Von seinem großen Entschluß

Nachdem der Priester zu atmen aufgehört hatte, erschien mir die Luft in meinem Hause plötzlich öde und leer. Mit großer Scheu erhob ich mich und streckte ihn auf mein Ruhebett aus und bedeckte sein bleiches Gesicht mit einem Tuch. Und dann überdachte ich in aller Stille das wunderbare Ereignis dieser Nacht. Mit erschreckender Gewißheit erkannte ich, daß eine große Last der Verantwortung auf meine Schultern gefallen sei. Ich gedachte der vielen Leute dieser Insel, die diese Krankheit hinweggerafft hatte und sagte mir, daß ich unter allen Menschen der einzige sei, der ihnen Hilfe und Rettung bringen könne. Ich allein, und wer war ich? Der eine verfluchte Mann unter allen Männern; der eine, für immer von aller Gemeinschaft mit den Lebenden abgeschnittene Mensch; der familienlose, freundlose, namenlose Mann unter allen Leuten, dessen Körper kein anderer Mensch mit dem seinen berühren, in dessen Auge kein anderes Auge blicken durfte.

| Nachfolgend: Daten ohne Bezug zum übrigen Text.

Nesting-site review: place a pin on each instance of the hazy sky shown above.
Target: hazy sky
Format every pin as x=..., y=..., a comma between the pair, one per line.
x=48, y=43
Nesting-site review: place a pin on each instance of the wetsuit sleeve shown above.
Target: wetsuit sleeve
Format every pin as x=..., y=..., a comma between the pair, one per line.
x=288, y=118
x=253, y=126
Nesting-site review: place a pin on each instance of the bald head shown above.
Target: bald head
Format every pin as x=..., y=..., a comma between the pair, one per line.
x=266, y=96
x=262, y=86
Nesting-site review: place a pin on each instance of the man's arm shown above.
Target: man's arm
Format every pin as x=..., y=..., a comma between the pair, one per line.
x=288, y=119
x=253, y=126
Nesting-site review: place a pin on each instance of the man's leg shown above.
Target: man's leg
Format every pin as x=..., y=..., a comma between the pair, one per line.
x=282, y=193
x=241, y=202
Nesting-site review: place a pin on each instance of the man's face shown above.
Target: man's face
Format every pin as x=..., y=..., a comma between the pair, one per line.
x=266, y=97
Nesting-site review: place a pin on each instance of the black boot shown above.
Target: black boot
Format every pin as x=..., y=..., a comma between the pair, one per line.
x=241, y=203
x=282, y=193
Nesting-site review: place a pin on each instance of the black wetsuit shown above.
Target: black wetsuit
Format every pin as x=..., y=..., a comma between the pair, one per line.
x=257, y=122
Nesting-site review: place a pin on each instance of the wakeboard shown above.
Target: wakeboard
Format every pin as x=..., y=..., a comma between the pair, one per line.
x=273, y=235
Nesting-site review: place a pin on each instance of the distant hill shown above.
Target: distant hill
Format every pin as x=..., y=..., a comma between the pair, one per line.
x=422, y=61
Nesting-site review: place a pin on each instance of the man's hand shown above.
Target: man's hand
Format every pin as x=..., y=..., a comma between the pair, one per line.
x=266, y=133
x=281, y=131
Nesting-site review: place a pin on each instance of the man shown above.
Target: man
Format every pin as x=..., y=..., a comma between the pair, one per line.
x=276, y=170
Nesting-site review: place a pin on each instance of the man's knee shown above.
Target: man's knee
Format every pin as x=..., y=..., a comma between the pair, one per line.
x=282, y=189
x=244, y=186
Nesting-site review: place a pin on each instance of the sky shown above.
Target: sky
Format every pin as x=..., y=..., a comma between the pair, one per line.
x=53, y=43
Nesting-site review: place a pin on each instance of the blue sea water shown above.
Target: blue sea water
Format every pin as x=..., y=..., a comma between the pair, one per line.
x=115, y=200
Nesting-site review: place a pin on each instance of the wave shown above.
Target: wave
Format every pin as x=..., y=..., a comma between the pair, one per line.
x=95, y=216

Und mit der Last der Verantwortung kam die noch schwerere Last des Zweifels. Durfte ich dem über mich verhängten, furchtbaren Urteile trotzen und zu den Leuten hinabgehen und sie heilen? Und wenn ich es täte, würden die Leute selbst in dieser ihrer höchsten Not etwas von mir wissen wollen? Würden sie dem Angesicht des Todes gegenüber alle übrige Furcht aus den Augen verlieren, oder würden sie den Fluch mehr fürchten als selbst den Tod und sich wider mich erheben und mich von dannen treiben?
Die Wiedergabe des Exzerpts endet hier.